As in other recent workers’ struggles, such as the six-month National Grid 2018-19 lockout of energy workers, Democratic Party politicians have feigned support for workers on the picket lines. Senator Elizabeth Warren visited the Somerville, Massachusetts, Stop & Shop location on Friday, bearing doughnuts and claiming to support workers’ demands. Democratic presidential hopefuls Senators Cory Booker, Kamala Harris, Kirsten Gillibrand, and Bernie Sanders have also made empty statements of support for the Stop & Shop workers.
The fact is the Democrats, no less than Trump and the Republicans, support the relentless attack on workers’ living standards and working conditions in order to boost corporate profit. President Obama encouraged corporations to cut so-called “Cadillac health care plans,” and shift costs onto the backs of workers.
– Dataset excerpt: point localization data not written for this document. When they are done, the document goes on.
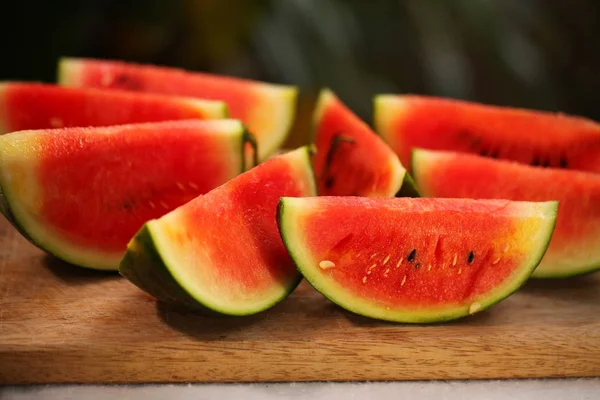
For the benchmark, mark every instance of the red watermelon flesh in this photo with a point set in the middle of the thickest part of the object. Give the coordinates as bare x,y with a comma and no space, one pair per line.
222,252
267,109
415,260
44,106
350,159
82,193
530,137
575,245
And it should be remembered that during the union-busting decade of the 1980s, Democrats, like Minnesota Governor Rudy Perpich, sent out the National Guard to break the strike of the Hormel meatpackers, members of UFCW Local P-9, in 1986.
For its part, the union seeks to reach a rotten compromise with Stop & Shop management that they can ram past the opposition of workers and accelerate the transformation of the workplace into a low-wage sweatshop.
Anthony Perrone, the international president of the UFCW, made $341,398 last year, according to the union’s report to the US Labor Department, nearly 20 times what an average cashier or clerk at Stop & Shop brings home every year. The UFCW International brought in $292 million in revenue last year, including $222 million in dues, and only paid out $60,000 in strike benefits.
While securing the financial and business interests of the union apparatus, the UFCW has spent the last four decades isolating and betraying strikes, including the 1985-86 Hormel strike, and colluding in the lowering of the wages and living standards of grocery workers who once earned relatively higher pay.
There is widespread support for a real struggle against the relentless attack on jobs, social services and living standards and the enormous growth of social inequality. To fight to rally this support, Stop & Shop workers should form rank-and-file strike committees, independent of the unions, to reach out and mobilize the support of the broadest section of the working class for mass demonstrations and joint strike action. A call should immediately be made for Stop & Shop workers in New Jersey and New York to join the strike and to prepare a nationwide strike of retail workers to fight poverty wages and the attack on health care and pension rights. At the same time, US workers should appeal to their brothers and sisters in the Netherlands and throughout Europe to coordinate international action against the giant transnational corporation.
This must be combined with the development of a political counteroffensive of the working class against both corporate-controlled parties and the capitalist profit system they defend. The giant corporations and the great advances in technology, which are now used to destroy jobs and increase the exploitation of workers, must be put under the collective ownership of the working class as part of the socialist reorganization of the economy.